There are no ‘Pélicot’ women.

The Pélicot case cannot be explained solely by the individual characteristics of a man. It was possible in a social context in which dozens of men considered that they could participate in the rape of an unconscious woman. This tells us about a culture that trivializes sexual violence and that still associates masculinity with dominance and the exercise of power. Hormones do not cause these behaviors on their own. Testosterone can influence the search for status, but the way it is expressed depends largely on what each society allows or rewards.

The word "hysteria" has practically disappeared from medicine. What about prejudice?

— They have changed the name, but not always the gaze. This word, hysterical, was a euphemism used to place patients who you don't quite know where to put, when there are difficulties with emotional regulation. When I was a resident at the hospital, I still heard professionals who qualified some women as "hysterics". I remember one in particular who told me that he already knew, when a pregnant woman entered through the door, just by looking at her face, whether she was a hysteric or not. Today this term is hardly used, but many patients continue to receive diagnoses that do not really explain what is happening to them.
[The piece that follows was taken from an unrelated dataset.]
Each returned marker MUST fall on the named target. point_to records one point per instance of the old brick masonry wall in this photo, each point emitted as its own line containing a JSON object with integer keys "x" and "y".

Is borderline personality disorder the new hysteria?

— We increasingly understand better that many women labeled for years with borderline personality disorder, in reality, present with complex post-traumatic stress disorder derived from years of sustained violence. Many women we now see in consultation have been subjected to situations such as abuse by their husbands for a long time. And they develop the same disorder that was seen in war veterans, as psychiatrist Judith Herman detected in 1992, who revolutionized the understanding of trauma by demonstrating that sexual assaults and gender-based violence caused post-traumatic stress in women. It is a paradigm shift. If we want to understand women's mental health, it is not enough to look at hormones; we also have to look at their history.